Surely owning high expectations.


Bart Scott has proven quite effective shutting down opposing backs with pass catching ability. He did a memorable job against Steve Slaton in the opener last season.  But he faces a tough challenge in Rice, who nabbed an outlandish 78 receptions in 2009. 78 catches? 1339 yards rushing? Where’s the Ray Rice attention? This guy is unreal.  Scott won’t be able to do it alone.

Scott and the linebackers are going to have their hands full with Ray Rice.

Darrelle Revis versus Anquan Boldin is also a fascinating duel. Will Revis be rusty? Highly doubtful… Boldin will have something to prove in his first game with the Ravens. His addition, along with T.J. Houshmandzadeh, should help Flacco overcome his troubling tendency to lock onto one receiver, usually Derrick Mason. Mason has quietly had three straight thousand -yard receiving seasons. Todd Heap had his most catches since 2006. What a loaded offense.

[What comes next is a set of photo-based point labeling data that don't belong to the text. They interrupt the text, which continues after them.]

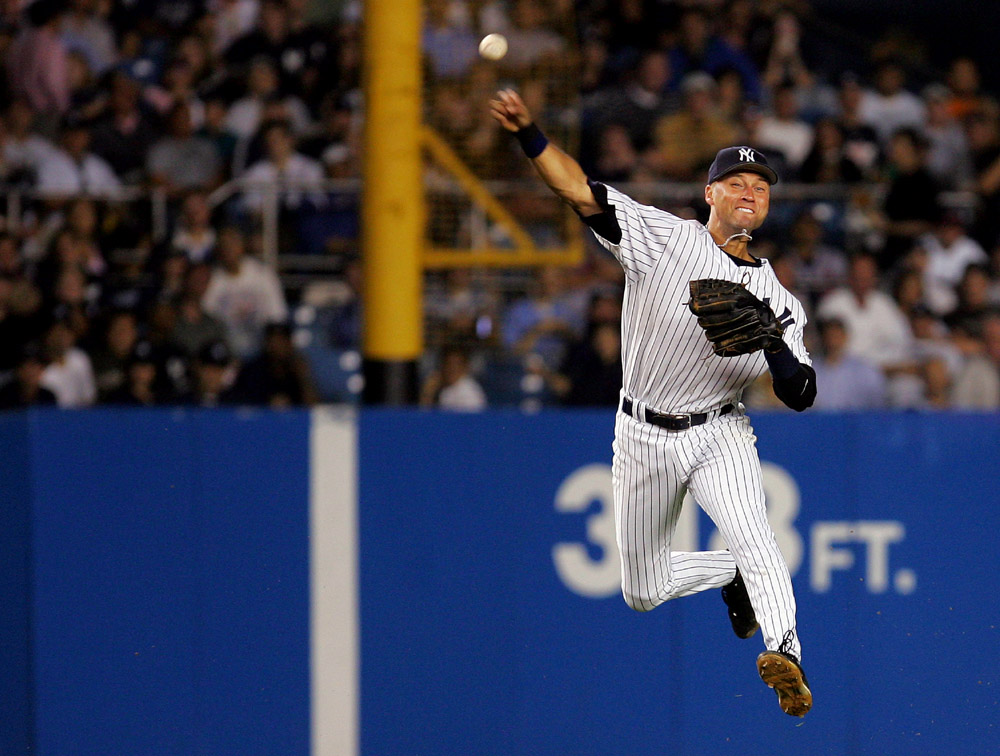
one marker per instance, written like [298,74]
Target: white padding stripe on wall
[334,582]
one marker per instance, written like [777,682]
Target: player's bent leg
[728,486]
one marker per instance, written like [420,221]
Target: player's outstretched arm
[562,173]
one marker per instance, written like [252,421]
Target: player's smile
[741,200]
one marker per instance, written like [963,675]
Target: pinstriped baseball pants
[717,461]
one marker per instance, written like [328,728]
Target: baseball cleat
[783,673]
[741,613]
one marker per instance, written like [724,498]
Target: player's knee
[640,602]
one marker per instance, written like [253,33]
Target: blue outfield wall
[156,590]
[476,641]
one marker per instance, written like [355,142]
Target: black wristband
[532,140]
[782,362]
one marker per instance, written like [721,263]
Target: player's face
[739,200]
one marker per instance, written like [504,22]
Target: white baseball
[493,46]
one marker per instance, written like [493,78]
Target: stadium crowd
[897,257]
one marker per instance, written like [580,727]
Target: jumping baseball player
[702,319]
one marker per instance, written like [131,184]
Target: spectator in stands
[638,105]
[37,65]
[125,133]
[819,268]
[11,261]
[244,294]
[861,143]
[110,361]
[22,151]
[214,372]
[21,320]
[983,132]
[346,314]
[273,39]
[247,114]
[25,389]
[948,158]
[977,380]
[973,296]
[462,308]
[964,82]
[545,322]
[73,302]
[74,169]
[532,42]
[299,178]
[948,252]
[194,328]
[849,382]
[686,142]
[177,87]
[911,201]
[86,98]
[782,131]
[618,160]
[453,387]
[182,161]
[215,130]
[828,161]
[140,387]
[877,331]
[85,30]
[908,290]
[230,20]
[591,373]
[194,237]
[890,107]
[69,374]
[280,376]
[448,41]
[937,385]
[698,49]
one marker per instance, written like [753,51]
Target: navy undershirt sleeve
[605,223]
[794,382]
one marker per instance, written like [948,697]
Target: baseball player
[702,319]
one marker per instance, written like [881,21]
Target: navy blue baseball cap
[737,159]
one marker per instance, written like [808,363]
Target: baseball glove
[735,321]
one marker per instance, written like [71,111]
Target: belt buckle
[683,420]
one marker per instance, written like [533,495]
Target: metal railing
[266,219]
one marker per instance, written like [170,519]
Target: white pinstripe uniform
[669,367]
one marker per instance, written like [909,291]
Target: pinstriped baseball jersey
[668,364]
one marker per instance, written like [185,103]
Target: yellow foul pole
[393,201]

Revis’ presence is huge, as it allows the Jets to delegate their resources far more effectively. Considering their opponent, New York may have faced a real struggle pulling out a win without their best player. Revis changes everything.

For everyone grousing about Sanchez’s preseason, and deservedly so:  Keep in mind that the slick motion patterns effectively employed by offensive coordinator Brian Schottenheimer for easy completions were probably on ice in games that didn’t count. Braylon Edwards was often seen in motion at the line of scrimmage in training camp.

There will be two keys: Baltimore, with all its weapons, especially Rice, will move the ball. Holding them to field goals, instead of touchdowns, is essential, especially in the first half. If the Jets can establish the run, keep Rice, Boldin, and all those other weapons off the field for long stretches, and make a big play or two off play action against that unproven secondary, they can win this game with room to spare.  But it won’t be that easy. Baltimore is ready to rock, and they will play very well. It’s going to be close. Real close.

Nick Folk is the hero in overtime, nailing a 44 yarder.